Vintage Wine Estates gets more time to avoid stock delisting as restructuring plan pursued

The Santa Rosa-based wine brand has been pursuing a turnaround plan.|

Vintage Wine Estates, maker of dozens of brands such as B.R. Cohn and Ace Cider in Sonoma County and Clos Pegase in Napa Valley, has been notified that it will get more time to fix its listing on a major stock exchange after its share price slumped amid efforts to turn around the business.

The Santa Rosa-anchored vintner on Tuesday said the Nasdaq Stock Exchange had granted six more months — until Sept. 9 — to get the stock price back above $1 a share for more than 10 consecutive trading days to stay in compliance with rules for the exchange’s Global Market.

The company’s share price has been below $1 since the middle of last year and has been hovering around 50 cents since December. The stock closed at 56 cents Tuesday.

But the company at the same time is pursuing a shift of its stock listing to the exchange’s Capital Market, which has lower listing requirements and is dominated by businesses with smaller levels of market capitalization, or “small cap.” The company said Thursday that Nasdaq had approved its application for the shift in markets.

Nasdaq on Sept. 9 of last year informed Vintage that it risked having its stock removed. That started an 180-day “compliance period,” which ran through Monday.

A Vintage spokesperson told the Business Journal at the time of the delisting notice that companies often have up to a year to correct the issue and that a shift to the Capital Market was one solution.

Vintage announced the update on the stock listing as part of a delayed midyear report of its fiscal year. The company provided a vague update on its announcement in January that it would be “monetizing,” or selling, assets such as brands, facilities and inventory that don’t fit the more focused future direction of the company.

“I am encouraged with the progress we are making with our asset sales process given the quantity and quality of our discussions with prospective buyers,” said Seth Kaufman, CEO since late October. “Our concerted effort has resulted in numerous attractive indications of interest, bids and a nonbinding letter of intent across stand-alone DTC operations, certain production services businesses, and other noncore assets. The sale of these assets will provide cash to reduce debt and we believe will simultaneously help us to substantially reduce costs which have been elevated by these less profitable businesses.”

Assets the company noted in January that are for sale include the Viansa Winery in Sonoma Valley and the Clos Pegase Winery in Napa Valley.

Vintage debuted on the Nasdaq Global Market in March 2020 at $9.68 a share via a merger with a special-purpose acquisition company, or SPAC. The stock peaked at $12.63 in June 2021 but was under downward pressure throughout last year, dropping just after its quarterly report in mid-September 2022 from about $5.50 to around $3.

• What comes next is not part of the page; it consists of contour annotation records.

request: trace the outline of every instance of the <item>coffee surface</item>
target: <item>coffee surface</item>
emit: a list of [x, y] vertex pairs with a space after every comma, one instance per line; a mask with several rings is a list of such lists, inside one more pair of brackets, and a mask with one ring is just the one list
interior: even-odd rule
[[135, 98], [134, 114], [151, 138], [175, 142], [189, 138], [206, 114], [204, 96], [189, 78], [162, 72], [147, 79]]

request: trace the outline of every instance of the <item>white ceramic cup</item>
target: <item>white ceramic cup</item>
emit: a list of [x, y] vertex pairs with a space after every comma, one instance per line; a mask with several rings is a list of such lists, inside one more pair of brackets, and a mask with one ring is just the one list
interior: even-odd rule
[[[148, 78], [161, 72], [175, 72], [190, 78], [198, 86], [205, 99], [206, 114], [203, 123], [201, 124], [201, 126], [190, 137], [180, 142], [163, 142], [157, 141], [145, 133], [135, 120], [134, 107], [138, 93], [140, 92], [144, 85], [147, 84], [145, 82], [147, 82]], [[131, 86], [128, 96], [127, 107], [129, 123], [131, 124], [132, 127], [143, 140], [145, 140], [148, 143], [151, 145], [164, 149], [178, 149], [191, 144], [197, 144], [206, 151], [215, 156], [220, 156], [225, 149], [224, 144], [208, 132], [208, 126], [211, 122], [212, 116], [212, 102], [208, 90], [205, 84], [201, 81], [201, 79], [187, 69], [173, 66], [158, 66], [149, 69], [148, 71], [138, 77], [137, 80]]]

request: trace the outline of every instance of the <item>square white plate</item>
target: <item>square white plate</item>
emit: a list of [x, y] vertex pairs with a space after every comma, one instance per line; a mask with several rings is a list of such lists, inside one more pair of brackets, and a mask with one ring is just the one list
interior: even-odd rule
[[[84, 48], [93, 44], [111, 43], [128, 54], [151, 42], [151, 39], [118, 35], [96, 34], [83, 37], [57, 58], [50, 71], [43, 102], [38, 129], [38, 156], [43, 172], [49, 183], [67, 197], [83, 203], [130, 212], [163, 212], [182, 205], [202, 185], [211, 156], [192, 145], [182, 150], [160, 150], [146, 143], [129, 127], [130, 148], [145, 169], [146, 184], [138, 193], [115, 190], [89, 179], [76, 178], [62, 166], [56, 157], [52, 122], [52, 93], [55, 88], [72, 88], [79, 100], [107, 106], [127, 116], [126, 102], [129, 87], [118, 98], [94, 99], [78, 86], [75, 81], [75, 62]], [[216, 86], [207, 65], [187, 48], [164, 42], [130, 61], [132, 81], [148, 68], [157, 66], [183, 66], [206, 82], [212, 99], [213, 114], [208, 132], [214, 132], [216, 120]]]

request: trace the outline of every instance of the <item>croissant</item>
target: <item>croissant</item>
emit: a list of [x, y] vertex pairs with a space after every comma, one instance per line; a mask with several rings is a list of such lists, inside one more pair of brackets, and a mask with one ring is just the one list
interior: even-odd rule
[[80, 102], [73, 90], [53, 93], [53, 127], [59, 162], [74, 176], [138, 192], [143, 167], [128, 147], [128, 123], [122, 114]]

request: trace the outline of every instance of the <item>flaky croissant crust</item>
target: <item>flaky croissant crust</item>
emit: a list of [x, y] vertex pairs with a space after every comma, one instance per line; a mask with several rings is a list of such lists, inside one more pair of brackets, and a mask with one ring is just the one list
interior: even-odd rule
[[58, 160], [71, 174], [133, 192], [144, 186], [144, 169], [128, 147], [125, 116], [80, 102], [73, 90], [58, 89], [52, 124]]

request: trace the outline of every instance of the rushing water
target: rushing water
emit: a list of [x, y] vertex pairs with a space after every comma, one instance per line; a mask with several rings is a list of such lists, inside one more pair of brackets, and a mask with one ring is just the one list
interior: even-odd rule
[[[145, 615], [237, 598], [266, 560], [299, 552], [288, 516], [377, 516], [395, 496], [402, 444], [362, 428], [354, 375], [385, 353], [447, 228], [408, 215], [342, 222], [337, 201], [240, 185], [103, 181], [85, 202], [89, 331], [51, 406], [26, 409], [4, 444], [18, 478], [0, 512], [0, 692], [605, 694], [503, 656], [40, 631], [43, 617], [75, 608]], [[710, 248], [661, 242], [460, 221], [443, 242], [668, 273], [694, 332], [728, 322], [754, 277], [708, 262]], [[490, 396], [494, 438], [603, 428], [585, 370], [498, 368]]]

The price dropped again early last month from just under $3 when the company announced a restructuring plan that included co-founder Pat Roney out as CEO, President Terry Wheatley stepping up into day-to-day operations and a gutting of about half the number of variations in the portfolio.

The stock had dipped below $1 in June but rallied just before a business update July 20. That’s when Vintage noted that Wheatley had just resigned and recent Moët Hennessy North America CEO Seth Kaufman would be coming in as chief executive, effective Oct. 30.

Vintage Wine Estates has its headquarters in Incline Village, Nevada, and its operational main offices in Santa Rosa.